自衛隊主導、米軍と共同した「防災訓練」を粉砕しよう

 自衛隊は、「平成27年度自衛隊統合防災演習」を6月29日〜7月3日に市ヶ谷駐屯地、朝霞駐屯地を中心に実施した。参加人員は約7000人。主要参加部隊は、統合幕僚監部、陸上幕僚監部、海上幕僚監部、航空幕僚監部、情報本部等、陸上自衛隊の各方面隊、「中央即応集団」等、海上自衛隊の自衛艦隊、各地方隊等、航空自衛隊の航空総隊、航空支援集団等、これに加え、防災関係機関及び在日米軍。目的を、首都直下地震の発生時における自衛隊の行動について、自衛隊首都直下地震対処計画に基づき、指揮所演習及び実動演習を実施し、自衛隊の震災対処能力の維持・向上を図るとしている。
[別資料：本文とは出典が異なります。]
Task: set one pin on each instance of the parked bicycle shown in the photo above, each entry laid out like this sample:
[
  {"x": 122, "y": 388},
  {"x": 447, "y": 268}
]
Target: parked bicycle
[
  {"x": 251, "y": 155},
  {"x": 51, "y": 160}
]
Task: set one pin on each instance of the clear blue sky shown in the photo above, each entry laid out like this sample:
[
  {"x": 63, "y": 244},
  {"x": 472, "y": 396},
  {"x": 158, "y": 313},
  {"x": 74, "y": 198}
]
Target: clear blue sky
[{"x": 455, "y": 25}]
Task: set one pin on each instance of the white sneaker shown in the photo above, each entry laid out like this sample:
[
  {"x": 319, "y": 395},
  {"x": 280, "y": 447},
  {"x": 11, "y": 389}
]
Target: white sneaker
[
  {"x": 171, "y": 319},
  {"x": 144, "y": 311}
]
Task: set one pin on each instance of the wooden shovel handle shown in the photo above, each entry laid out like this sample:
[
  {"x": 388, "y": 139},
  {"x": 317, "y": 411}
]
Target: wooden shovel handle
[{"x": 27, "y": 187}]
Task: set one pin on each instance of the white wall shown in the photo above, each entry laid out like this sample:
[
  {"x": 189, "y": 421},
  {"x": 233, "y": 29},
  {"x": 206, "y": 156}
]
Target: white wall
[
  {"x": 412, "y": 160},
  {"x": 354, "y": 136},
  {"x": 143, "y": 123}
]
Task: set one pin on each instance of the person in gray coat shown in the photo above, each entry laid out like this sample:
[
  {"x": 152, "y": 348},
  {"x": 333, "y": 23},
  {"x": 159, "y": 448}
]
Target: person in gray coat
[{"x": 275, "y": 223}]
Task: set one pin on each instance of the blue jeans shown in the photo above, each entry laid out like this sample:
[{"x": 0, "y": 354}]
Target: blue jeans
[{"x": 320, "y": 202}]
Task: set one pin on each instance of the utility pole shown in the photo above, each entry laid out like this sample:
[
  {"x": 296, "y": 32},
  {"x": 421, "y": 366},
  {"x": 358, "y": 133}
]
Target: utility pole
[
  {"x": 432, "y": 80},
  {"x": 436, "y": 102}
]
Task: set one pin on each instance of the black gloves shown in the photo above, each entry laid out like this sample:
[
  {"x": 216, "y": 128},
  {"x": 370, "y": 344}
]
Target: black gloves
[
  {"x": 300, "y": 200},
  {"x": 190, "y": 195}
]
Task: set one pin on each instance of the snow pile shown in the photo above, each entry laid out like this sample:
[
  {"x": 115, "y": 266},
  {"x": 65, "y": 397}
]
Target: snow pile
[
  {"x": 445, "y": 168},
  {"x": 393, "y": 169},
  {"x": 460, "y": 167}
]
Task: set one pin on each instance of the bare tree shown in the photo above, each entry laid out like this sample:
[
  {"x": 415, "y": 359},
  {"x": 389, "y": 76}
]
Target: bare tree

 また、「平成27年度日米共同統合防災訓練」が6月7日に行なわれている。目的を、「南海トラフ地震が発生した場合を想定し、『自衛隊南海トラフ地震対処計画』に基づき、実動訓練による自衛隊及び在日米軍並びに防災関係機関との連携要領について演練し、自衛隊の震災対処能力の向上を図る」とし、実施要領では、「本訓練は、高知県が実施する『総合防災訓練』及び陸上自衛隊中部方面隊が実施する『旅団災害対処演習』に連携して実施」とした。訓練概要は、「(ア)指揮所での情報共有訓練、(イ)被災者及び救援物資の海上・航空輸送訓練、(ウ)孤立地域への初動部隊の空輸、(エ)洋上における捜索救助訓練、(オ)輸送艦『くにさき』での応急医療訓練」となっている。訓練概要はどれをとっても即、戦時の作戦に転用しうるものである。「防災訓練」という名で朝鮮反革命戦争遂行訓練が行なわれているのである。
 
 安倍極右政府は、今国会での「安保法制関連法」成立を狙い、7月16日には衆院本会議での可決を強行した。安倍極右政府は、「安保法制関連法」を成立させることで、朝鮮反革命戦争を遂行する戦時国家体制を形成しようとしているのだ。「安保法制関連法」を巡る国会審議で、安倍は、「北朝鮮の核・ミサイルの脅威」をあげ「集団的自衛権行使」は必要とし、内閣法制局長官・横島は、「基地を叩く以外に攻撃を防ぐ方法がない場合、他国の領域における武力行動は許されないわけではない」と言い放っている。

 朝鮮反革命戦争遂行のために米・韓は、朝鮮民主主義人民共和国(北朝鮮)の直近で演習をくり返している。北朝鮮から一発の砲撃でもあれば即、開戦に転じるというものだ。6月末から7月はじめにかけて、韓国海軍と韓国陸戦隊が、韓国西部の安眠島において上陸訓練を行ない、同時期、同地域で米・韓は「海岸上陸軍需支援訓練」を行なった。8月には、米韓合同軍事演習・「乙支・フリーダム・ガーディアン」が予定されている。これは、韓国軍が主導し米軍が支援する形で行なわれ、内容はコンピュータ支援による指揮所演習を含んだ大規模な訓練である。日・米・韓は、朝鮮反革命戦争遂行へ向け総力で突撃している。革命的反戦闘争の爆発で朝鮮反革命戦争を粉砕せよ。